For Fermat Numbers, if some prime q divides with that 2^2[sup]n[/sup]+1, then order of q is exactly 2ⁿ⁺¹, since 2^2[sup]n[/sup] is congruent to -1 (mod q). The group order of that element 2 should also be a divisor of q-1, that is equal to 2ⁿ⁺¹ exactly.

Further that when n is greater than (or equal to) 2, then that prime q (by using that above conditions) should be of the form 1 (mod 8), so that the element 2 will then be a quadratic residue (mod q), thus its group order should be a divisor of (q-1)/2 as well.

--------------------------------------------------------------------------

With current computing resources of NFS@Home, each linear algebra (matrix) took only upto 2 days, but that I saw that 3,563+ has been staying up within the post-processing stage for atleast 5 days.
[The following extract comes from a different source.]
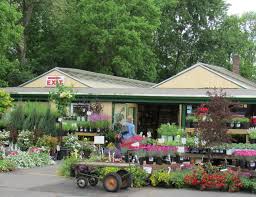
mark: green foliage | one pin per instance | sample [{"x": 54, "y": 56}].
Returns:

Why is it so, thus?

--------------------------------------------------------------------------

Quote:

Originally Posted by jasonp

We had one spammer register with a username that contained a strange character in it; the forum software could display it but it could not be copy-and-pasted into text boxes. Xyzzy had to manually ban him via SQL :)

May I know what that special character is, atleast the full user name, or that user ID if that is possible? Post over here, or just simply PM me, if in case that if you want to hide that information from others as well.

[jasonp]

Quote:

Originally Posted by Raman

With current computing resources of NFS@Home, each linear algebra (matrix) took only upto 2 days, but that I saw that 3,563+ has been staying up within the post-processing stage for atleast 5 days. Why is it so, thus?
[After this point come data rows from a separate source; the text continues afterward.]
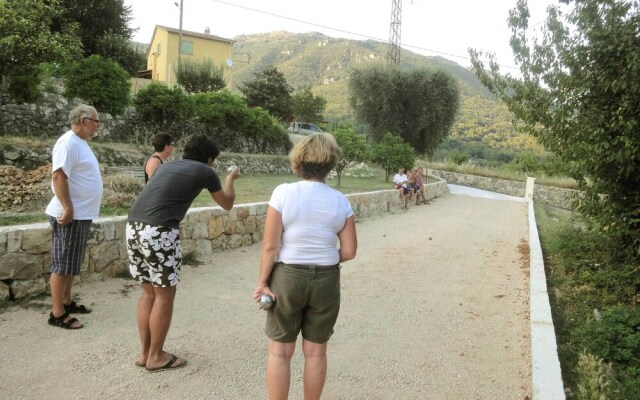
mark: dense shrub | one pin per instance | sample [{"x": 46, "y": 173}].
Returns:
[
  {"x": 161, "y": 108},
  {"x": 100, "y": 82}
]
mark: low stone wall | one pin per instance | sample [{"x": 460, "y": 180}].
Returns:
[
  {"x": 25, "y": 250},
  {"x": 550, "y": 195}
]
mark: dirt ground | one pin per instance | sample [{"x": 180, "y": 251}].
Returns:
[{"x": 435, "y": 306}]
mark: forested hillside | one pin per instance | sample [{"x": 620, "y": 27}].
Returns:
[{"x": 324, "y": 64}]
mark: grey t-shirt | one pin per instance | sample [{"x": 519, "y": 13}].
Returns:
[{"x": 164, "y": 201}]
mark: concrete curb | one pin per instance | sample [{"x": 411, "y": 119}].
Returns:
[{"x": 546, "y": 376}]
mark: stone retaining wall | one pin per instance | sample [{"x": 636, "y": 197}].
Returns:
[
  {"x": 550, "y": 195},
  {"x": 25, "y": 250}
]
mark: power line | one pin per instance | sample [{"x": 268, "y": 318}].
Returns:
[{"x": 347, "y": 32}]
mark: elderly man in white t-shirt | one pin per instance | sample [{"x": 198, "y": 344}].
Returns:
[
  {"x": 77, "y": 187},
  {"x": 401, "y": 180}
]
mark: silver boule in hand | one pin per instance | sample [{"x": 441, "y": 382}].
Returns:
[{"x": 266, "y": 301}]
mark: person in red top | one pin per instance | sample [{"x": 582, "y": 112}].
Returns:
[{"x": 419, "y": 187}]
We get a quota of CPU hours for using the big clusters, and until Greg's grant proposal is granted the temporary quota we have now just sufficient to complete the LA for 5,409-. So for smaller jobs he's using a small local cluster. 3,563+ should be done in a few days.

Quote:

May I know what that special character is, atleast the full user name, or that user ID if that is possible? Post over here, or just simply PM me, if in case that if you want to hide that information from others as well.

It was long enough ago that the logs have been deleted.